It may seem clumsy, but I write and pronounce Mertens's, Jones's, Gauss's, Menelaus's, Pythagoras's, etc. Fowler, writing around WW1, said `It was FORMERLY [my stress] customary, when a word ended in -s, to write its possessive with an apostrophe but no additional s. In verse, & in reverential contexts, this custom is retained, & the number of syllables is the same as in the subjective case. But elsewhere we now add the s & the syllable. Mertens' might be appropiate if two people named Merten had collaborated. R. On Mon, 19 May 2003, Joshua Zelinsky wrote:
Hi Richard,
Carl Pomerance and Ivic have pointed out a few minor mistakes in my paper. First, I neglected to include the reference to where Ivic proved his improvement of the Erdos bounds: "The distribution of primitive abundant numbers." Studia Scien. Math.

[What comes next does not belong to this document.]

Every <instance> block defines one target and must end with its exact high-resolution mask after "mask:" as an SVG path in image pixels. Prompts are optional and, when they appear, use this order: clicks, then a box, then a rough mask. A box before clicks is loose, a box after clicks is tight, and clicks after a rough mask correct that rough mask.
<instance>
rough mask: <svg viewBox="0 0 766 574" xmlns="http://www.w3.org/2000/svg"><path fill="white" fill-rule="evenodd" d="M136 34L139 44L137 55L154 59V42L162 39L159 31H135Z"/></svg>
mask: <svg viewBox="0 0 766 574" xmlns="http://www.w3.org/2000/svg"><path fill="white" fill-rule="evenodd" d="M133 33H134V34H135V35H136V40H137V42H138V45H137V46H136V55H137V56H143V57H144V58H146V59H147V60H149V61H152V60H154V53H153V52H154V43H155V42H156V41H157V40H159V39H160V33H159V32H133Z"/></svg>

Hungarica 20(1985), 183-187. Second, where I wrote "Merten's Theorem", that should be "Mertens' Theorem." Third, Pomerance has alerted me that he had already produced a similar heuristic argument for the non-existence of odd perfect numbers which he presented at a lecture at Berkeley in 2000. Thus, the claim that the paper presents the first such heuristic is inaccurate.